Every function in Bitcoin is PascalCase: GetHash(), ConnectInputs(), AcceptTransaction(). Every function in hashcash is snake_case: hashcash_mint(), hashcash_check(), sdb_open(). You don’t accidentally switch between them on a side project.
– THE ERROR HANDLING FINGERPRINT –
Satoshi had a deeply distinctive error pattern:
return error(“ConnectInputs() : %s prev tx not found”, hash.ToString().substr(0,6).c_str());
That format – error(“FunctionName() : description”) – appears throughout Bitcoin.
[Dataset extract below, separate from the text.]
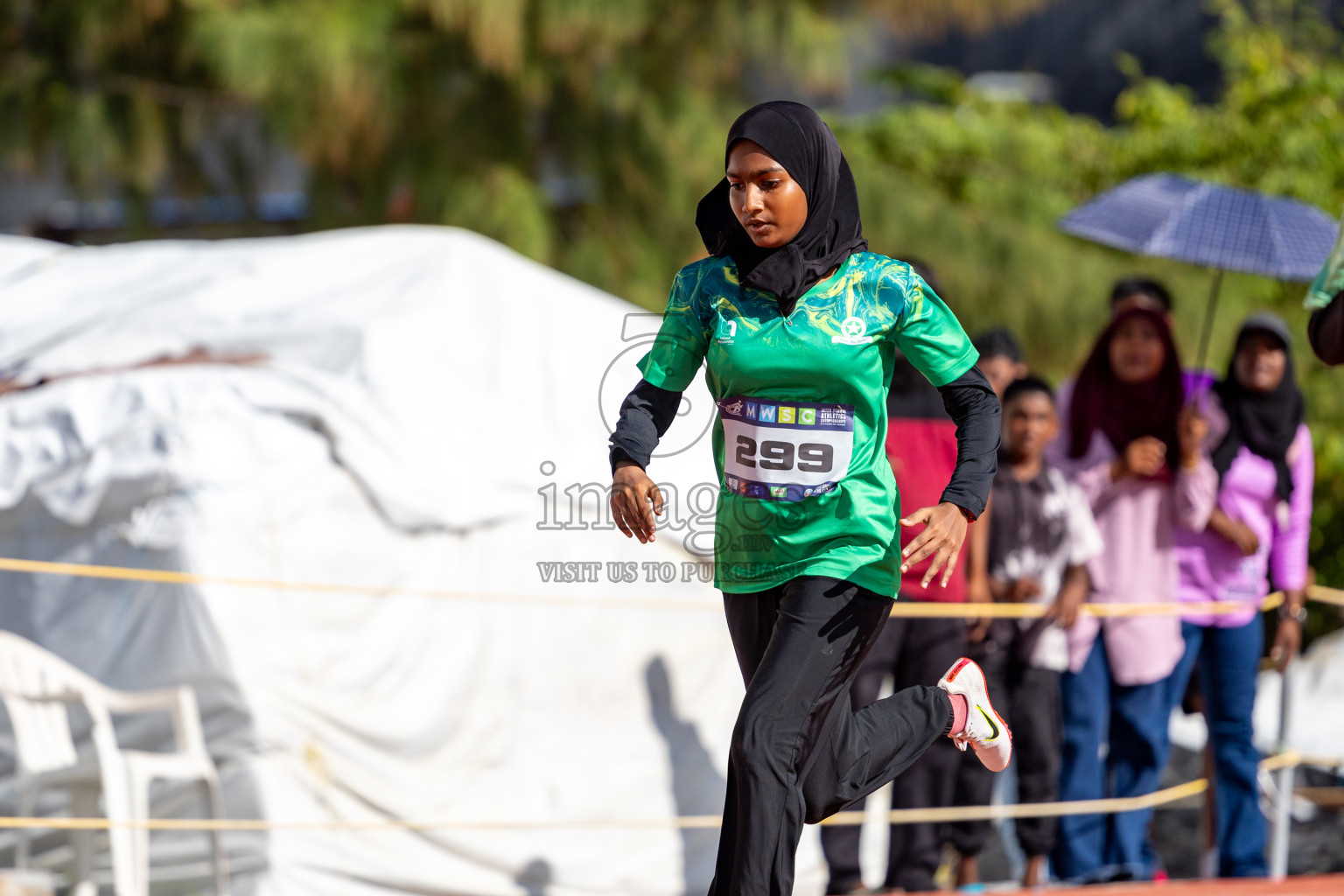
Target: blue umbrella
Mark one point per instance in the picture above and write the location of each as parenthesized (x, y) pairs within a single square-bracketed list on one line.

The function name embedded in every error message. The hash truncated with .substr(0,6). This is a genuine fingerprint.
Hashcash uses generic “error: description” messages with no function name embedding. No hash truncation. Completely different error philosophy.
– THE PLATFORM DIVIDE –
Satoshi was a Windows developer. Bitcoin v0.1.0 was built Windows-first: MSVC compiler, WSAStartup for networking, CRITICAL_SECTION for threading, %I64d format specifiers (an MSVC-specific quirk), Allman brace style, 4-space indentation.
Hashcash is Unix-native. POSIX APIs, /dev/urandom for randomness, Stroustrup brace style, mixed tabs, standard %ld format specifiers. Different operating system cultures entirely.
– THE ARCHITECTURE GAP –
Satoshi used extensive global state – dozens of global maps and pointers. He named thread functions with a “2” suffix (ThreadSocketHandler2). He built custom macro-based serialization.
Hashcash uses file-scoped statics, no threading, and standard I/O serialization. None of Satoshi’s architectural fingerprints appear.
– CONTEXT –
I ran the same analysis against four other candidates:
Hal Finney (RPOW): 41/100 – highest match, genuine partial overlaps on Hungarian notation and formatting
Wei Dai (Crypto ): 22/100
Len Sassaman (Mixmaster): 20/100
Paul Le Roux (TrueCrypt/E4M): 16/100
The two things hashcash matched on? ALL_CAPS constants and no unit tests. Both universal in late-90s/2000s C code. They tell you nothing.
– THE CAVEAT –
Could someone deliberately change their style for a pseudonymous project? In theory. In practice, maintaining a different style across 19,000 lines – prefixing every variable with a system you’ve never used, reformatting every brace, restructuring every error message – would require superhuman discipline. And you’d expect occasional slips. There are zero slips toward hashcash conventions in Bitcoin’s source.
Code doesn’t lie. The person who wrote hashcash and the person who wrote Bitcoin v0.1.0 had different tools, different platforms, different naming instincts, different error handling philosophies, and different architectural reflexes.
The stylometric evidence argues decisively against common authorship.